Author and radio astronomer Marcus Chown brings these facts to our attention with clarity and a light touch. For example, he states that the moon “is perpetually plummeting towards the earth,” and that “pound for pound … Jupiter’s pizza-like moon, Io,” generates more heat than the sun. He also points out in his chapter Please Squeeze Me that if you could squeeze all the empty space from our atoms, the entire human race could fit in the space of one very heavy sugar cube. “We are all ghosts,” he writes, 99.9999999999999 percent empty space. (He also writes that we are one-third mushroom, so which are we, Mr. Chown, ghosts or fungi?)

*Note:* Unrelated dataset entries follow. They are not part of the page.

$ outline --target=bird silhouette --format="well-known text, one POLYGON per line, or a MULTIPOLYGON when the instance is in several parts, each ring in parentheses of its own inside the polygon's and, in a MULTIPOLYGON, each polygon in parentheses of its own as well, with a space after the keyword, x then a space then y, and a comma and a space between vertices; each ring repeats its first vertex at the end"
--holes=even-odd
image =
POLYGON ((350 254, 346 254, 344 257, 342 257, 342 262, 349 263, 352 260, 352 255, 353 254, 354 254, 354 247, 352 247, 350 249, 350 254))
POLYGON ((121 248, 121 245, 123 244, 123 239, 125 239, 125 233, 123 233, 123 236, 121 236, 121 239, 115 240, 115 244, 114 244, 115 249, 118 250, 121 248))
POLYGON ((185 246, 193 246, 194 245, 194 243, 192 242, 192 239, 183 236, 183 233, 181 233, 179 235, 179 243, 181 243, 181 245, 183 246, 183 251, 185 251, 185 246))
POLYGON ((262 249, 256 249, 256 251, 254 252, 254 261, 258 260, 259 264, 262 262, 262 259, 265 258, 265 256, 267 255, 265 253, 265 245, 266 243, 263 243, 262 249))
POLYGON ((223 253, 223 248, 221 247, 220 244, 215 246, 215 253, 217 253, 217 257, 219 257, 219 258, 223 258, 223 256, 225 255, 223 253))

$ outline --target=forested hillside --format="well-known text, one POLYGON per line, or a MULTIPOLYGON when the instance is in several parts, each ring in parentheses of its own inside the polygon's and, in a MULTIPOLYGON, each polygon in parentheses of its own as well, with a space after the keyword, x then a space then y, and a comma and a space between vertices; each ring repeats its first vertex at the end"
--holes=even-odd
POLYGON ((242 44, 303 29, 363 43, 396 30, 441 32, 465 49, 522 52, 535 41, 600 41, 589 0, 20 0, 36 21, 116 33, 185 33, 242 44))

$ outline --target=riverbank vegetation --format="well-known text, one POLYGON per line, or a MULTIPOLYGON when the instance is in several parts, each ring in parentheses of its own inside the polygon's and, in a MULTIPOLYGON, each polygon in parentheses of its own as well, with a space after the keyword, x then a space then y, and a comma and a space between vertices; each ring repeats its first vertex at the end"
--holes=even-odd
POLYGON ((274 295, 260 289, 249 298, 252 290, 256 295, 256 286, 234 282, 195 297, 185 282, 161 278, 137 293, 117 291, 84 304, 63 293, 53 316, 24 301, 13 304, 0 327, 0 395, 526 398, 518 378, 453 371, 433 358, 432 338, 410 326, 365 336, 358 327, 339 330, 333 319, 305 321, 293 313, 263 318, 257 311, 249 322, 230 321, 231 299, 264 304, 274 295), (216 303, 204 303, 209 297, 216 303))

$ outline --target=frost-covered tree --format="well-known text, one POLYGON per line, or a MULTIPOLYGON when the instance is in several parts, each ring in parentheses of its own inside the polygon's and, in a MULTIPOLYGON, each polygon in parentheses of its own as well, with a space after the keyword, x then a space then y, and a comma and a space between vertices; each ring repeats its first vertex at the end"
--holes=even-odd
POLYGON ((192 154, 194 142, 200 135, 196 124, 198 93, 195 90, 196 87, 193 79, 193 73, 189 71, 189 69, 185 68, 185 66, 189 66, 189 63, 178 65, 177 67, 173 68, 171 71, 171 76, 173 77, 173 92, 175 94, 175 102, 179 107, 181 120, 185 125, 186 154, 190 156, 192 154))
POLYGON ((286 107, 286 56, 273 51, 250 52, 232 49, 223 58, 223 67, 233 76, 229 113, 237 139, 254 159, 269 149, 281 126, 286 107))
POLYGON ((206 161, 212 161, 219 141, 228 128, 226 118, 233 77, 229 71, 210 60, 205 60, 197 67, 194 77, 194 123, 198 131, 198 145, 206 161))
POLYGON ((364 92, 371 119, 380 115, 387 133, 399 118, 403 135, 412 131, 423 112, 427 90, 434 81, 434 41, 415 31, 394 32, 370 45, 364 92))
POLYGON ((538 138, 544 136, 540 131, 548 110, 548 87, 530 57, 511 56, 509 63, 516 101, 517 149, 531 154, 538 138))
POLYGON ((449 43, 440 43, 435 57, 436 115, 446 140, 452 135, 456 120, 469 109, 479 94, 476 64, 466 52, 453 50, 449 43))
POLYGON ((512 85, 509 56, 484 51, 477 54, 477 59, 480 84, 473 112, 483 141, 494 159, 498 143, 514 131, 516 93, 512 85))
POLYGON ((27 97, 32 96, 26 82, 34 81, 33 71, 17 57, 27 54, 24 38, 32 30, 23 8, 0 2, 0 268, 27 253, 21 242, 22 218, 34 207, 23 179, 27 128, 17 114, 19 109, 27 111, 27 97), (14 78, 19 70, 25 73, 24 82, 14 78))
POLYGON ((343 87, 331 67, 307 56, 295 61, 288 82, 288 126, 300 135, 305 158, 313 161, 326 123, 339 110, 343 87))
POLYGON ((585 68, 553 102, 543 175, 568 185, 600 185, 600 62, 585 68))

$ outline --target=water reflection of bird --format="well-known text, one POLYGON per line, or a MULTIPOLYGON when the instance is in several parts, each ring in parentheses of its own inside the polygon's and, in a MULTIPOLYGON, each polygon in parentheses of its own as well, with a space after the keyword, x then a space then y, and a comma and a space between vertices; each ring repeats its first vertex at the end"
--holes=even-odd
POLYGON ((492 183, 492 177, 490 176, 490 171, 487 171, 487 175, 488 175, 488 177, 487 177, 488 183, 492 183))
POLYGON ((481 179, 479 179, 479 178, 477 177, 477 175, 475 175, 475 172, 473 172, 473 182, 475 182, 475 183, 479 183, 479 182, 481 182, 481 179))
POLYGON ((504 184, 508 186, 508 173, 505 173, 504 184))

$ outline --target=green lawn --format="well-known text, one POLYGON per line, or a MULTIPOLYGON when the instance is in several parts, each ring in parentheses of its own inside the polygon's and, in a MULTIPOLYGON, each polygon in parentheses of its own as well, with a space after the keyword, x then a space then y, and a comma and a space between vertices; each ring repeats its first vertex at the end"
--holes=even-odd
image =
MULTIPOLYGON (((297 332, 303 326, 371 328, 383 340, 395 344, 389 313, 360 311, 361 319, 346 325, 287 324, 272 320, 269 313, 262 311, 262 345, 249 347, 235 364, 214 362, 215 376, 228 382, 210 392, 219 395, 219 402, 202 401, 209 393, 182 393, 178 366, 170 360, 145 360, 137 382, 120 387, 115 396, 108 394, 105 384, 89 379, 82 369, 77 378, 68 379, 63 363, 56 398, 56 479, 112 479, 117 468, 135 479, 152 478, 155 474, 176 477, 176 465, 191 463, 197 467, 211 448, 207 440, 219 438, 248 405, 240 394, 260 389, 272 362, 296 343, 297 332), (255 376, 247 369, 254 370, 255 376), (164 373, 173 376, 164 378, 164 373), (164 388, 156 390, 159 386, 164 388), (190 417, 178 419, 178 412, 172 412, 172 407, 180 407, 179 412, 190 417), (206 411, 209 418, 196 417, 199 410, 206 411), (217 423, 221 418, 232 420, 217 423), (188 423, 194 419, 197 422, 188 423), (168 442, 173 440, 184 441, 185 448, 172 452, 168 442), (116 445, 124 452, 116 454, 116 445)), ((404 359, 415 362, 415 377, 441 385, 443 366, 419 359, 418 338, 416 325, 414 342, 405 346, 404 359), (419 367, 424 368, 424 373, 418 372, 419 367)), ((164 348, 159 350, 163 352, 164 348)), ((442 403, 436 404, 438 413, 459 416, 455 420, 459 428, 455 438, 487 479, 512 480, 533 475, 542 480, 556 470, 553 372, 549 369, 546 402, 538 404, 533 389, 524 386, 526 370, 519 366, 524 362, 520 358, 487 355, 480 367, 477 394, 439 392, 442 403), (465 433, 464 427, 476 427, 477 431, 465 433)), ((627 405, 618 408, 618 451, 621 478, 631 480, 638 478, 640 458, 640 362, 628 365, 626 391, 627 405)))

When he gives public talks, he shows off his pet mosquito named Terry, which he keeps in a jam jar. He says that if he could magically remove all the bug’s electrons, leaving only the positively charged nuclei, the resulting explosion would cause a global mass extinction. (And to think we’ve all been fretting about global warming!)

As the subtitle suggests, this book describes fifty wondrous phenomena of the Universe. Topics range from the indivisibly small to the unknowably vast. No chapter exceeds a half-dozen pages, and readers will never feel bogged down in convoluted or technical language. Chapter titles alone give away the flavor of the book: Hex Appeal, Pocket Universe, Credit Card Cosmos, and Loopy Liquid are a few of them.

Make no mistake, though. No amount of clear, enjoyable writing will simplify quantum physics enough for some of us – okay, for me. The same particle can exist in two places at once? The concept makes my brain feel like empty space.

This popular-science overview of the Universe is perfect for lay readers with inquiring minds.